04What's the deal with the Scalpel HT's Lefty Ocho fork?

Only the flagship Hi-MOD Ultimate ($6,999) gets the Lefty Ocho — the carbon builds run a conventional RockShox fork. The Lefty is Cannondale's signature single-leg design with needle bearings, and reviewers praise it as "incredibly sensitive" under braking and cornering loads thanks to its upside-down geometry.

It's polarizing — you either love the look or hate it — but the engineering is real. If you want it, you have to commit to the top-tier build.

05How upgrade-friendly are these frames?

The Trek Procaliber is the more upgrade-friendly platform. It uses the same OCLV Mountain Carbon frame across the entire lineup, so a 9.5 owner can incrementally swap parts toward a 9.7-equivalent build over time. It also uses a standard 31.6 mm seatpost (open dropper compatibility), side-entry cable routing, and a UDH derailleur hanger.

The Scalpel HT's 27.2 mm seatpost limits dropper options dramatically, and one reviewer noted a bottle-cage boss interfering with full insertion of a 125 mm dropper.
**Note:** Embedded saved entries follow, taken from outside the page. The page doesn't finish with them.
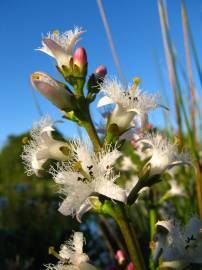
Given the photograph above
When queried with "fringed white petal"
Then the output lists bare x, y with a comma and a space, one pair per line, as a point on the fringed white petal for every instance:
85, 207
110, 190
104, 101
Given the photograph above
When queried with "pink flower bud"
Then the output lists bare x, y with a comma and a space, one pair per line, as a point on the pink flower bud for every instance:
101, 70
80, 57
120, 256
130, 266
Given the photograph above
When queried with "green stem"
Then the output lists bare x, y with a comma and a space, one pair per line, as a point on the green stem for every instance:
134, 193
117, 211
89, 126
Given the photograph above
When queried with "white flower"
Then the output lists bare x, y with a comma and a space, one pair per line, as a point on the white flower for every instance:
88, 175
42, 147
72, 256
164, 154
128, 165
180, 247
175, 189
128, 102
60, 46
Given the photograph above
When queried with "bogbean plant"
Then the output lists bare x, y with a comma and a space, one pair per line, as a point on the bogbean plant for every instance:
85, 169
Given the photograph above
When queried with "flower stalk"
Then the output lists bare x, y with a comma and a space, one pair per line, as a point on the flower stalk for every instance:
118, 212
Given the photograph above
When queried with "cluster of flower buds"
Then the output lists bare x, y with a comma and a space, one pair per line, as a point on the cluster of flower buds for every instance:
85, 172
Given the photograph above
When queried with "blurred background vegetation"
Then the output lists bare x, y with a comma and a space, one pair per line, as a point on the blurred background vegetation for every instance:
29, 220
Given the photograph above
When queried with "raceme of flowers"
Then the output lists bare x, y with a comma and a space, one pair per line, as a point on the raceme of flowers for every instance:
129, 101
71, 255
179, 246
42, 147
84, 170
60, 46
88, 174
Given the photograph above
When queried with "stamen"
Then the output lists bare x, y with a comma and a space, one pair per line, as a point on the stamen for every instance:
136, 82
52, 251
56, 33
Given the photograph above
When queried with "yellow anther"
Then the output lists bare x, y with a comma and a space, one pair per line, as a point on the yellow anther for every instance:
136, 82
176, 140
51, 251
25, 140
77, 166
152, 245
56, 33
35, 77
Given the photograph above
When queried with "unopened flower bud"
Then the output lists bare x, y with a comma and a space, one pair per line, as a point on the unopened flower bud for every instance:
120, 256
53, 90
80, 57
130, 266
101, 71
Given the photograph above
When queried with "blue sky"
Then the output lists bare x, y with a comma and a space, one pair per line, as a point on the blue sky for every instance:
137, 36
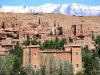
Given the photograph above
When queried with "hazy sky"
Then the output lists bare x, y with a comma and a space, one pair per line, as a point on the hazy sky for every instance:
41, 2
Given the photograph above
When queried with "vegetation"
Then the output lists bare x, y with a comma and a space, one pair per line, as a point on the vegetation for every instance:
53, 44
91, 59
31, 42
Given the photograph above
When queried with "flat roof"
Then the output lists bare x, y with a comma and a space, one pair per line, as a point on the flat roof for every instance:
32, 46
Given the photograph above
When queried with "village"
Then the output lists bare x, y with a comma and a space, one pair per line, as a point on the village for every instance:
77, 36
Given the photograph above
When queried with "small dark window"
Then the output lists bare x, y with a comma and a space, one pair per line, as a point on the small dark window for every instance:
78, 29
76, 53
77, 65
35, 66
34, 54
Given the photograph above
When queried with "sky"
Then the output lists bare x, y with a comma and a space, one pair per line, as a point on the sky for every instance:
41, 2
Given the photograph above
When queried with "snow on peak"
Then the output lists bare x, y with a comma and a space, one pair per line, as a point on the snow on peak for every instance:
70, 9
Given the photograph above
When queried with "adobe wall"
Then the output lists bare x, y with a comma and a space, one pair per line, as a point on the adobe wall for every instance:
35, 57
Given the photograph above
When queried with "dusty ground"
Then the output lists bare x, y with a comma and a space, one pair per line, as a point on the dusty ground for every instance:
63, 20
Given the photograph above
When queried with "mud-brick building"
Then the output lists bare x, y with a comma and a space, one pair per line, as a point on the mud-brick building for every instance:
71, 53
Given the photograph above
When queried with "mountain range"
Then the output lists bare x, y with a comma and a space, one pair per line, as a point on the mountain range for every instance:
69, 9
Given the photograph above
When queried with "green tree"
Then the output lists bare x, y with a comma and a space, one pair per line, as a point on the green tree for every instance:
53, 67
17, 52
97, 40
66, 68
6, 64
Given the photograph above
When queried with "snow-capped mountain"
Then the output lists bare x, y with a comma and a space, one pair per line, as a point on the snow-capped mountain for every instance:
69, 9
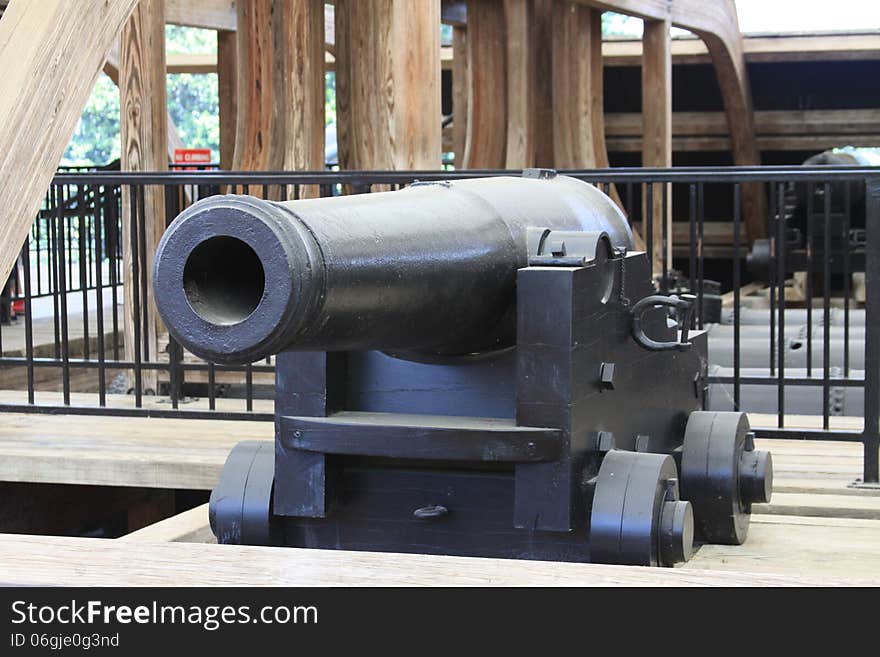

The frame itself is excellent, but it's a less flexible foundation for component upgrades.

06Are dropper posts included?

Cannondale Scalpel HT Carbon 3: No dropper stock — and the 27.2 mm seatpost limits aftermarket options.

Trek Procaliber 9.5 Gen 3: No dropper on the 9.5 either, but the standard 31.6 mm seatpost diameter means almost any aftermarket dropper will fit. Reviewers of the 9.7 confirm a 150 mm dropper ships on higher trims.

For either bike at the editor's-pick price point, budget for adding a dropper — the geometry deserves it.

07What tire clearance do they have?

Scalpel HT: roughly 2.4" (about 57 mm). The frame officially supports 2.4" tires and reviewers consistently recommend swapping the stock 2.25" Racing Ray/Ralph for wider rubber.

Procaliber Gen 3: roughly 2.4" as well (about 61 mm). The 9.5 already ships with 2.4" tires, so you don't need to upgrade out of the box.

Neither is a downcountry trail bike — both top out around 2.4" and aren't built for plus-size 2.6"+ rubber.

08Do these come with electronic drivetrains?

Not at the editor's-pick price point. Both the Scalpel HT Carbon 3 and Procaliber 9.5 Gen 3 run mechanical Shimano Deore M6100 12-speed groupsets — solid, reliable, and budget-friendly.

If you want wireless: the Scalpel HT Hi-MOD Ultimate ($6,999) runs SRAM XX1 Eagle AXS, and Trek sells a Procaliber 9.7 AXS variant (priced higher than the 9.5) with SRAM GX Eagle Transmission. Neither lineup offers a true mid-priced AXS option.